How To Protect Your Baby from Group B Strep (GBS) Infection

  1. What is Group B Streptococcus? Group B Streptococcus (GBS) is a very common bacterium. It occurs naturally in many people, from babies to the elderly, and typically causes no harm or symptoms. Carrying GBS (also called GBS colonisation or GBS carriage) is entirely normal - up to one in every three people carries GBS in the gut (bowel), and in women it is often also found in the vagina. Carrying GBS can be intermittent - it can come and go - and simply carrying GBS does not require treatment.
  2. What is GBS infection in Babies? GBS carriage is harmless, but the bacteria can cause infection. GBS infection (when the bacterium starts to cause harm) occurs most often in newborn babies before, during or shortly after birth - thankfully this happens relatively rarely, in only approximately one in every 1,000 babies where no preventative action is taken. However, this still means that UK wide, 700 babies a year develop GBS infection - usually septicaemia, pneumonia and/or meningitis. Most fully recover, but around 10% of babies infected with GBS die and survivors can be left with serious mental or physical disabilities.
  3. How can I protect my baby from a GBS Infection? Most newborn babies who develop GBS infection are born where recognised ‘risk factors' are present. These are:
    • The mother has previously had a baby infected with GBS - risk is increased 10 fold
    • The mother has been found to carry GBS in this pregnancy or GBS has been found in the urine at any time during this pregnancy - risk is increased 4 fold

    Any of the following clinical risk factors - risk of GBS infection is increased 3 fold

    • Labour starts or membranes rupture before 37 weeks of pregnancy is completed
    • Where the waters (membranes) have broken more than 18 hours before the baby is born
    • Where the mother has a temperature during labour of 37.8°C or higher.

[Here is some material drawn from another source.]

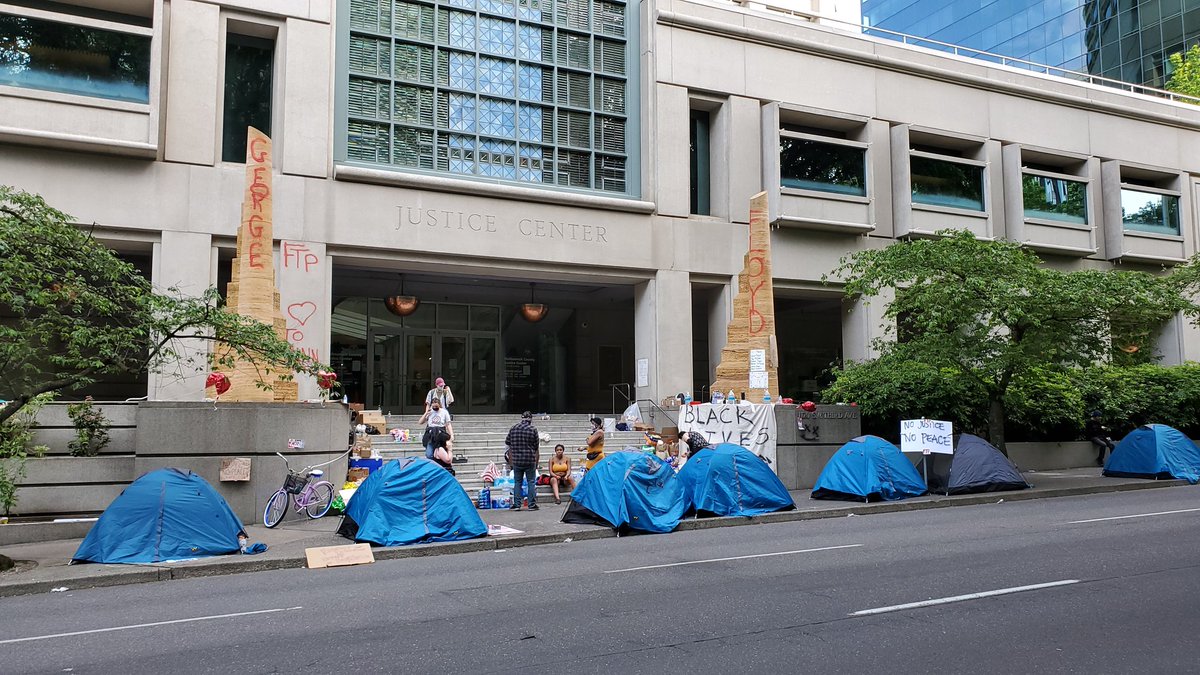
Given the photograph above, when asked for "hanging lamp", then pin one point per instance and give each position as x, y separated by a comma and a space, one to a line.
533, 311
401, 304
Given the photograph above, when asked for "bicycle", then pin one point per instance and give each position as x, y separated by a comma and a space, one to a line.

    If your baby is at increased risk of developing GBS infection because one or more of the above ‘risk factors' is present, then you can consider having intravenous (through a vein) antibiotics as soon as possible from the start of labour and at intervals until labour. This is highly effective at preventing the GBS bacteria infecting newborn babies and causing septicaemia, pneumonia and meningitis.

  4. How do I find out if I am carrying GBS? You can find out if you carry GBS by having a test to detect it since you won't have any signs or symptoms if it's there. Testing for GBS carriage during pregnancy is not routine in the UK,

    There are currently two tests used in the UK to detect GBS carriage

    • The High Vaginal Swab (or HVS) or, less commonly, the Low Vaginal Swab (LVS) -A high or low vaginal swab is taken and then sent to the laboratory, where the material from the swabs are cultured using standard culturing media. This test is available on the NHS and, although a positive result from this test is highly reliable, a negative result is not. Up to half of all women carrying GBS when a standard HVS or LVS test is conducted will be given a false negative result.
    • The Enriched Culture Medium (or ECM) test - A low vaginal and a rectal swab is taken and sent to the laboratory for testing using enriched culture media, hence the name. The ECM test is considered the "Gold Standard" and is the best GBS screening available. This test is available from a handful of NHS hospitals and from two private laboratories.

    The best time to test for GBS carriage is after 35 weeks of pregnancy - GBS carriage causes no symptoms and can be intermittent. However, an ECM test result (positive or negative) will be very predictive of GBS carriage status for around 5 weeks, which is why - if you are going to test for GBS carriage - it's normally done at 35-37 weeks of pregnancy.